We’re running into an issue where our assistant is sporadically failing to use File Search to respond to a prompt. We haven’t quantified the frequency that happens, but several times a day we have users who report incorrect responses from our assistant. When we look at the run steps, there is no indication that the retrieval step happened.
It also seems to happen persistently for a short period of time (e.g. several prompts in a row), and then resolves and it’s working consistently for a period of time, which has lead us to wonder if there’s a internal issue/outage happening during these times. Although the absence of a run step that failed might rule this out.
Is there any additional information about how the assistant makes decisions about when to use tool(s) such as file search? Any suggestions to troubleshoot this?
This seems to happen to folks sporadically. It helps to specify that your Assistant run a retrieval from this-or-that vector store or file before it answers, either in it’s Instructions or the User Prompt.

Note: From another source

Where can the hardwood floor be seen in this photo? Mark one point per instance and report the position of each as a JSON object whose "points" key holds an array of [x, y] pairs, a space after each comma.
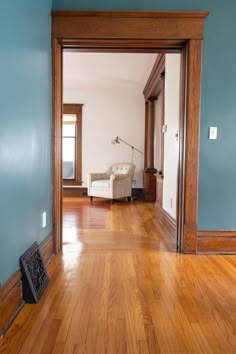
{"points": [[119, 287]]}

The fundamental issue is that the myfiles_browser tool that you are told is “file search”, has a description where the AI receives “the user has uploaded files”
If the user doesn’t talk about “their uploaded files”, then it is unlikely to be employed.
The coverage and utility of the information behind the tool also can’t be added directly to this tool description that OpenAI has placed, either.
For your own function, you might write “performs a semantic search based on query you write, returning the most similar documentation from the pinball machine troubleshooting database to what was written by AI.” Not this tool, though.
Therefore, you must write instructions talking directly about the tool and its msearch method, countering the tool’s counter-productive guidance, and clarifying that the files are part of the application and task that the AI performs, that it is not “files” but a knowledge database, then what the AI will find when it searches, and the scenarios where it is mandatory to answer from that knowledge.
Then, better application performance will come by recommending in your interface a thread be abandoned before it grows to the maximum, because the placement into a thread of 10k+ tokens with every invocation itself distracts from following instructions far before.
You can see if “a preliminary answer must ALWAYS be sent to myfiles_browser recipient before producing any answer directly to a user.” directive reveals if the vector store is having problems (like earlier today) or if it is AI’s understanding.
Quick update: The original issue I reported above was an assistant using 4o-mini. We experimented with switching to 4o (non-mini) and the problem seems to have gone away in our testing thus far.
So perhaps 4o-mini is significantly worse at tool/function calling?